Last weekend, Floyd's sister, Yolanda Shorts, was on her computer in North Carolina and saw the photo of her brother lighting a fire by his tent.
"I don't know why that particular Sunday I punched in his name," Shorts told The Philadelphia Inquirer. "All of a sudden, I see that article. My heart stopped. I was like, 'Oh, my God, Neal.' "Seeing his little tarp, it was heart-wrenching," she said.
"I was fixated on that picture. I wanted to keep looking at it. I wanted to get closer to his face."
Shorts decided to round up other family members and drive to Camden. They arrived Friday morning and found him in his tent.
"I'm just so glad you all came and got me," Floyd said when he saw them. "I just didn't want to be out there no more in the cold."
Floyd grew up in Albany, N.Y., and had a brief career as a professional boxer but later became hooked on alcohol and crack, Shorts told the newspaper. His kidneys failed in 1997, and Shorts donated one of hers.
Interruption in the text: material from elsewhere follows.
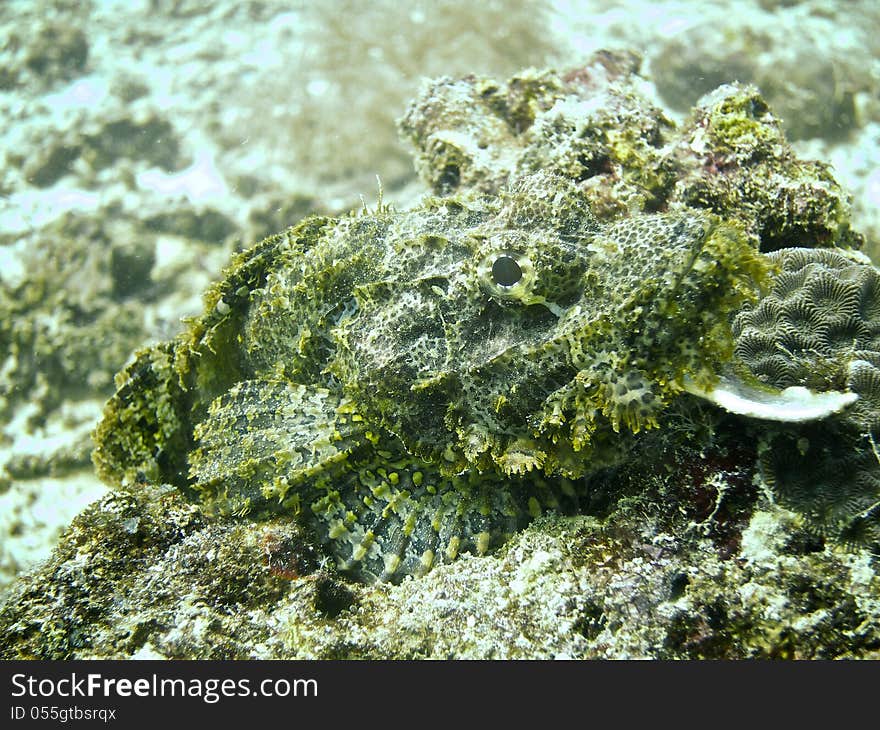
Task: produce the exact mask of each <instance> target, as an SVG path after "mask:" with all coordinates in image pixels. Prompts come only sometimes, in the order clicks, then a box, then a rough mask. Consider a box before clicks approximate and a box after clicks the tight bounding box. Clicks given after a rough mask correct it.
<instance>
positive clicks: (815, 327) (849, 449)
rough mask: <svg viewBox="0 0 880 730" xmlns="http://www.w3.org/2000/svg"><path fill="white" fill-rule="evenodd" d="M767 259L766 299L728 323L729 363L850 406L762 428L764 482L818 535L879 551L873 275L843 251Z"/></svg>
mask: <svg viewBox="0 0 880 730" xmlns="http://www.w3.org/2000/svg"><path fill="white" fill-rule="evenodd" d="M768 258H769V259H770V260H771V261H773V263H775V264H777V265H778V266H779V269H780V270H779V273H778V274H777V275H776V276H775V277H774V280H773V285H772V287H771V289H770V291H769V292H768V293H767V295H766V296H765V297H763V298H762V299H761V301H760V303H759V304H757V305H756V306H754V307H750V306H748V305H747V306H746V307H745V308H744V311H743V312H741V313H740V314H739V315H737V317H736V318H735V319H734V321H733V331H734V334H735V336H736V353H737V355H738V357H739V359H740V360H741V361H742V362H743V363H744V364H745V365H746V366H747V367H748V368H749V370H750V371H751V372H752V373H753V374H754V375H756V376H757V377H758V378H759V379H760V380H761V381H762V382H764V383H766V384H767V385H771V386H774V387H777V388H786V387H789V386H792V385H798V386H806V387H808V388H810V389H811V390H814V391H822V390H828V389H830V388H833V389H839V390H843V389H847V390H850V391H852V392H854V393H857V394H858V396H859V399H858V401H857V402H856V403H855V404H854V405H853V406H852V407H850V408H848V409H847V410H846V411H844V412H843V413H842V414H840V415H837V416H835V417H834V418H832V419H831V420H830V422H823V423H819V424H809V425H806V426H799V427H787V428H782V427H780V428H776V429H770V430H769V431H768V433H767V435H766V436H765V443H764V445H763V448H762V457H761V465H762V468H763V472H764V475H765V478H766V479H767V481H768V482H769V483H770V484H771V485H772V486H773V488H774V491H775V493H776V494H777V496H778V498H779V499H780V500H781V501H782V502H783V503H784V504H786V505H787V506H789V507H791V508H793V509H796V510H797V511H798V512H800V513H801V514H803V515H805V516H806V518H807V520H808V522H809V523H810V525H811V526H812V527H814V528H815V529H816V530H818V531H819V532H821V533H822V534H826V535H829V536H831V537H834V538H837V539H840V540H842V541H844V542H852V543H855V544H868V545H880V451H878V447H877V440H878V439H880V273H878V271H877V269H876V268H875V267H874V266H873V265H872V264H871V263H870V261H868V260H867V259H866V258H865V257H864V256H861V255H859V254H856V253H853V252H847V251H831V250H815V249H785V250H782V251H778V252H776V253H774V254H771V255H770V256H768Z"/></svg>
Floyd was married to a woman who had three children when they met, but she died of a heart attack in 2006, Shorts said. That was when Floyd's world began to unravel.
"I just couldn't keep up," Floyd told The AP last month. "I couldn't pay the bills when she died."
Floyd said he had been on the street for more than a year but still dreamed of having a job and family again.
"I don't plan to stay outside for the rest of my life," he said.
Shorts told the newspaper that her family planned to take her brother with them back to North Carolina to start anew.